13
I took Barbara to the airport the next morning. We didn’t give the kids an excuse for her early departure, and they didn’t ask for one. I assumed they thought we had quarreled, and it would have been better if that’s all it was. Forgiveness is doable. Continuing a relationship with someone who knowingly allows evil spirits to enter her body is impossible.
As I drove home, I thought of Betsy. She had warned me. She hadn’t called yet, and that bothered me. Our last major argument had been years ago. Trina wanted to live on campus her first year of college. She was young, only seventeen, and I wanted her to stay at home and commute. Betsy had taken Trina’s side, stating living on campus was a learning experience. Betsy had won; she always did. Even then, we had still talked every day. I pulled the phone out of my pocket.
A smothering hotness filled the car, choking out my breath. I fumbled for the air conditioning control and cranked it to the coldest level. The car began to cool. I glanced at the cellphone resting on the car seat where I had tossed it. What was I thinking? Barbara may have been a bad experience, but Betsy over-reacted. She had treated me like a little boy. At least Barbara treated me like a man.
I always turned to my older sister for advice, and she had been right. A horn sounded behind me. The light had turned green. As I moved through the intersection, I reached for the phone on the opposite seat where I had tossed it.
A car careened through the intersection. I stomped on my brake. The sound of metal against metal ripped the air. My breath was shoved from my chest as my face hit the airbag. I awoke as the sound of sirens ripped through the air.
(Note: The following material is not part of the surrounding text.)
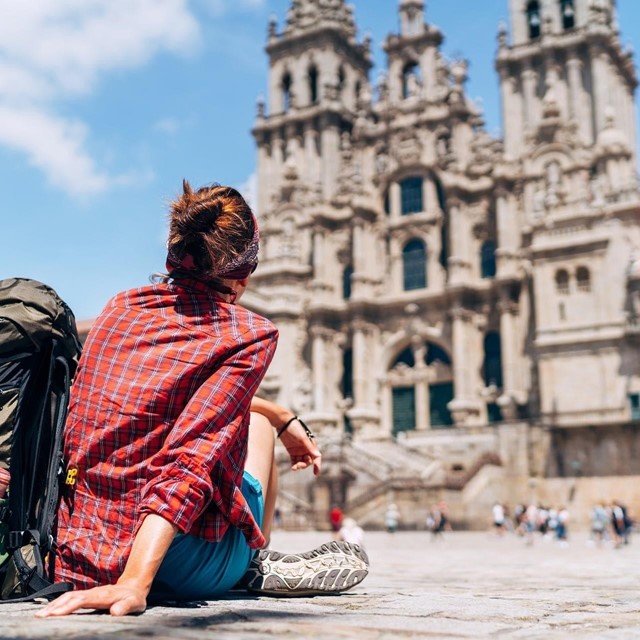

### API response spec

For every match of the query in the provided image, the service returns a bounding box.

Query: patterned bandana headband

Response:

“Hey buddy, are you hurt?”
The fog started to lift, and I realized the question was directed at me. I rolled my head to the right, but my vision was blocked by a wall of metal. I focused on each part of my body. My heart lurched.
“I can’t move my legs or arms!” I shouted through the tomb that encased me. “I can’t move! Does anyone hear me?”
Breaths came faster. I was going to die.
“We’re going to get you out. Now you need to do something for me. Can you feel your toes?”
“I can’t reach them! I told you, I can’t move at all.”
“No, you don’t have to touch them. Can you wiggle your toes?”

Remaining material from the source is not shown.